## Import Libraries

In [73]:
import requests
import json
import pandas as pd
import numpy as np
import time
import random

from bs4 import BeautifulSoup
from selenium import webdriver
from selenium.webdriver.chrome.options import Options

## Set constant variables

In [2]:
base_url = 'https://csgostats.gg/'
leaderboards_url = 'https://csgostats.gg/leaderboards'

## Get list of ranks and the urls for each rank leaderboard.

### Using Requests (can't scrape due to captcha)

In [12]:
result = requests.get(leaderboards_url)
soup = BeautifulSoup(result.text, 'html.parser')
soup

### Using selenium (success)

In [3]:
username = 'chris'

# webdriver options
chromeOptions = Options()
# chromeOptions.add_argument('--kiosk')                          # sets the headless browser into full screen mode
# chromeOptions.add_argument('--headless')                       # opens the browser silently (hides it, if you enable this, make sure to disable kiosk)
chromeOptions.add_argument('--log-level=3')                    # stops the headless browser's logging features
# chromeOptions.add_argument('blink-settings=imagesEnabled=false') # set loading images to be false (for faster loading)
chromeOptions.add_argument('--no-sandbox')                     # required when running as root user. otherwise you would get no sandbox errors. 
chromeOptions.add_argument('--disable-extensions')
chromeOptions.add_argument('--disable-gpu')
chromeOptions.page_load_strategy = 'normal'

# to prevent getting a captcha, make it look like that the bot is a human
chromeOptions.add_argument("--profile-directory=Default")
chromeOptions.add_argument("--user-data-dir=C:/Users/%s/AppData/Local/Google/Chrome/User Data" % username)
chromeOptions.add_argument('--disable-blink-features=AutomationControlled')

chromeOptions.add_argument("user-agent=Mozilla/5.0 (Windows NT 10.0; Win64; x64) AppleWebKit/537.36 (KHTML, like Gecko) Chrome/80.0.3987.149 Safari/537.36")

# Run the Driver
driver = webdriver.Chrome('./chromedriver/chromedriver.exe', options=chromeOptions, service_args=['--verbose'])
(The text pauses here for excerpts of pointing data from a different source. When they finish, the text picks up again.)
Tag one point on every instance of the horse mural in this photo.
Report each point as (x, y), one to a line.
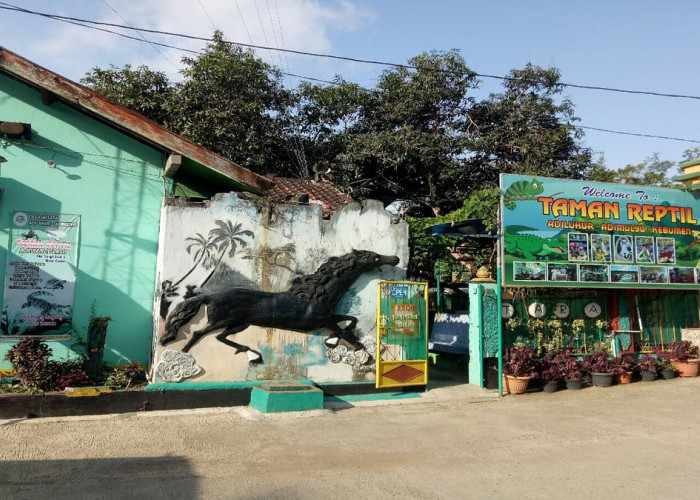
(307, 305)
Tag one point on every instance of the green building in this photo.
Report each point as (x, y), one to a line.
(82, 182)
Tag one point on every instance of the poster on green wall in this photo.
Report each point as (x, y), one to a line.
(569, 233)
(40, 275)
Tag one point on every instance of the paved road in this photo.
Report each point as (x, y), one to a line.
(638, 441)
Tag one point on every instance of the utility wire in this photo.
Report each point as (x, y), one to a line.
(78, 22)
(638, 135)
(6, 6)
(142, 37)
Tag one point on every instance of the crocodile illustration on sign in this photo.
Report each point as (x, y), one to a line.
(522, 190)
(530, 246)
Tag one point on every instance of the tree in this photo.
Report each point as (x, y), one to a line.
(142, 90)
(321, 121)
(408, 142)
(231, 102)
(526, 129)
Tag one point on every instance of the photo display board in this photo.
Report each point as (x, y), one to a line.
(567, 233)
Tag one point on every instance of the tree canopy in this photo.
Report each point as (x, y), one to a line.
(421, 135)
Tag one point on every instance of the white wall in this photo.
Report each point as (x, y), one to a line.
(287, 241)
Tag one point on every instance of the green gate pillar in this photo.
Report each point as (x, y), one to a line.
(483, 329)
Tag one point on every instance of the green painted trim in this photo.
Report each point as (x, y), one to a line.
(204, 386)
(684, 177)
(346, 383)
(371, 397)
(689, 163)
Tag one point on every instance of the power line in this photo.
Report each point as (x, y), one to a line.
(638, 135)
(141, 36)
(6, 6)
(78, 22)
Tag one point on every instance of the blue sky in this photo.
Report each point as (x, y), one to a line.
(636, 45)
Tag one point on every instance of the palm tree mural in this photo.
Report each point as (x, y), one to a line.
(203, 248)
(227, 237)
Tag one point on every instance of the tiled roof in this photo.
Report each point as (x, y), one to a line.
(53, 86)
(323, 193)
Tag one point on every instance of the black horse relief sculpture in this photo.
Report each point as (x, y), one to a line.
(307, 305)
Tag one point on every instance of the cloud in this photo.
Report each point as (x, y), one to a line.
(304, 25)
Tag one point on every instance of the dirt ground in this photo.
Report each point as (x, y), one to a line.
(636, 441)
  driver = webdriver.Chrome('./chromedriver/chromedriver.exe', options=chromeOptions, service_args=['--verbose'])


In [51]:
# Close the driver
driver.close()

In [95]:
# Get the list of ranks and the corresponding leaderboards in that rank
ranks = {
    'Rank': [],
    'URL': [],
}

# Go to Leaderboards page
driver.get(leaderboards_url)

# Loop the competitive rank images
for li in driver.find_elements_by_tag_name('ul')[5].find_elements_by_tag_name('li'):
    rank_name = li.find_element_by_tag_name('img').get_attribute('alt')
    rank_url = li.find_element_by_tag_name('a').get_attribute('href')
    
    print(rank_name, '|', rank_url)
    
    ranks['Rank'].append(rank_name)
    ranks['URL'].append(rank_url)

  for li in driver.find_elements_by_tag_name('ul')[5].find_elements_by_tag_name('li'):
  rank_name = li.find_element_by_tag_name('img').get_attribute('alt')
  rank_url = li.find_element_by_tag_name('a').get_attribute('href')
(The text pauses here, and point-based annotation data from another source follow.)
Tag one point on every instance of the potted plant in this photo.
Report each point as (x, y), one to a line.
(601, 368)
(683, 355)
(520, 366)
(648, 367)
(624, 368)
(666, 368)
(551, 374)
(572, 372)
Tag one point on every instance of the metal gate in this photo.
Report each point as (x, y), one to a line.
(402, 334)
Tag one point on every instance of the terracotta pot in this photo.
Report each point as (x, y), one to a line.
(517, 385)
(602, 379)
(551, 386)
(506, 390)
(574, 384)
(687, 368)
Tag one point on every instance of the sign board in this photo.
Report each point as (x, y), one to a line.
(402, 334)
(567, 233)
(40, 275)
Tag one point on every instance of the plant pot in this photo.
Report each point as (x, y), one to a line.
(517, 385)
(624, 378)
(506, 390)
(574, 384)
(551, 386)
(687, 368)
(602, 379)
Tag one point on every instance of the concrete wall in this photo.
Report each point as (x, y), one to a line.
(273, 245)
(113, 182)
Silver I | https://csgostats.gg/leaderboards/1
Silver II | https://csgostats.gg/leaderboards/2
Silver III | https://csgostats.gg/leaderboards/3
Silver IV | https://csgostats.gg/leaderboards/4
Silver Elite | https://csgostats.gg/leaderboards/5
Silver Elite Master | https://csgostats.gg/leaderboards/6
Gold Nova I | https://csgostats.gg/leaderboards/7
Gold Nova II | https://csgostats.gg/leaderboards/8
Gold Nova III | https://csgostats.gg/leaderboards/9
Gold Nova Master | https://csgostats.gg/leaderboards/10
Master Guardian I | https://csgostats.gg/leaderboards/11
Master Guardian II | https://csgostats.gg/leaderboards/12
Master Guardian Elite | https://csgostats.gg/leaderboards/13
Distinguished Master Guardian | https://csgostats.gg/leaderboards/14
Legendary Eagle | https://csgostats.gg/leaderboards/15
Legendary Eagle Master | https://csgostats.gg/leaderboards/16
Supreme Master First Class | https://csgostats.gg/leaderboards/17
The Global Elite | https://csgostats.gg/leaderboards/18


In [96]:
ranks_df = pd.DataFrame(ranks)
ranks_df.head()

Unnamed: 0,Rank,URL
0,Silver I,https://csgostats.gg/leaderboards/1
1,Silver II,https://csgostats.gg/leaderboards/2
2,Silver III,https://csgostats.gg/leaderboards/3
3,Silver IV,https://csgostats.gg/leaderboards/4
4,Silver Elite,https://csgostats.gg/leaderboards/5


In [98]:
ranks_df.to_json('ranks.json', orient='records')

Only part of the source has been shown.